Let us turn for a moment to Greece. Once more we find woman’s handiwork holding an honorable place, for the patron goddess of spinning, weaving, and needle-work is none other than Pallas Athene, the warrior goddess of wisdom, founder and protector of Athens, and herself a spinner acknowledging no rival among gods or men. Who does not know how the full fury of her godhead was let loose upon the luckless Arachne, that mortal woman who dared challenge her to a competition in spinning and weaving? Overhearing Arachne’s boast that not even Pallas Athene herself could surpass the beauty of her handiwork, and that she would try her skill with the goddess, or suffer the penalty of defeat, the wrathful divinity assumed the form of an old woman, and tried to induce the reckless girl to desist. Arachne persisted in her defiance, even when the goddess revealed herself in all her majesty. They then proceeded to the competition. Ovid tells us how they wrought, each surpassing the other in the wonderful living pictures woven into the web, until at last the insulted goddess shattered the mortal’s loom to atoms, and revealed to Arachne the full extent of her impiety.

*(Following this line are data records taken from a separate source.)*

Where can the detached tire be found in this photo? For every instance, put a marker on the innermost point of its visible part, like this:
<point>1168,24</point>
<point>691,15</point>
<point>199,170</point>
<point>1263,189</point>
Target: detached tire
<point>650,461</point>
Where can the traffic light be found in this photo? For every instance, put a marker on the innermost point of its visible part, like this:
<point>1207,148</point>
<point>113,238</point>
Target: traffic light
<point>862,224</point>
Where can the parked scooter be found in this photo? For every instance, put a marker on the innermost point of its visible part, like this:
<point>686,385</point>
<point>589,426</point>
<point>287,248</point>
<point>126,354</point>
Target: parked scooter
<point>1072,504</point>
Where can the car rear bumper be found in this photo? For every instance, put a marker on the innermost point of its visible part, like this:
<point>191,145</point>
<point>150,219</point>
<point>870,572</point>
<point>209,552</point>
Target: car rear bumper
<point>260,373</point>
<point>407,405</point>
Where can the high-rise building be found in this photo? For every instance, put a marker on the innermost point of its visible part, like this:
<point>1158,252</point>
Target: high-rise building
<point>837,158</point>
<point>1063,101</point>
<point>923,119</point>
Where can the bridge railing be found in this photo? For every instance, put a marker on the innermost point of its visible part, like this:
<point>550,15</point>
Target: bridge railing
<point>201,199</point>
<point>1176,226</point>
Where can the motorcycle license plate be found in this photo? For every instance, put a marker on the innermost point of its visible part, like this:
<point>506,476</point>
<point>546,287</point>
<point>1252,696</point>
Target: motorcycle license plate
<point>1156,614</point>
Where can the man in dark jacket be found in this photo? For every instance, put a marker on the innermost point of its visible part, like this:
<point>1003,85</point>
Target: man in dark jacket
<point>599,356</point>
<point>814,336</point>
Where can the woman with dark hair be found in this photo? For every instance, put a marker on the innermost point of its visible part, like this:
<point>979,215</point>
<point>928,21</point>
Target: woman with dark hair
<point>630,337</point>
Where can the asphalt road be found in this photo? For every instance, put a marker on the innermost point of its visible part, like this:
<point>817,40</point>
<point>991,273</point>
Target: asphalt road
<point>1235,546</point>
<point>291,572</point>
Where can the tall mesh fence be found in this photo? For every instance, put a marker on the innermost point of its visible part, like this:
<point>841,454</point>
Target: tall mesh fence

Unable to endure the thought of her guilt and shame, she hanged herself forthwith. The goddess pitied her as she hung, and touching her said: “Live: and that you may preserve the memory of this lesson, continue to hang, both you and your descendants, to all future times.” To this day the spider, Nature’s busy spinner, bears witness to her fate, and to the outraged dignity of the goddess who thus honored the spinster’s art by competing therein with a mortal. Surely the much abused epithet of “spinster” is entitled to respect, more especially as this divine spinster honored also the unmarried state in choosing ever to “pursue her maiden meditations fancy free.”

Thus does Theocritus apostrophize the distaff:—

“O distaff, practised in wool-spinning, gift of the blue-eyed Minerva,

Labor at thee is fitting to wives who seek the good of their husbands!

Trustfully come thou with me to the far famous city of Neleus,

So that, O distaff of ivory cunningly fashioned, I give thee

Into the hands of the wife of Nicias, the skilled and the learned!

So shalt thou weave mantles for men and transparent tissues for women.

And at the sight, O my distaff, shall one woman say to another:

Surely great grace lies in trifles, and gifts from friends are most precious!”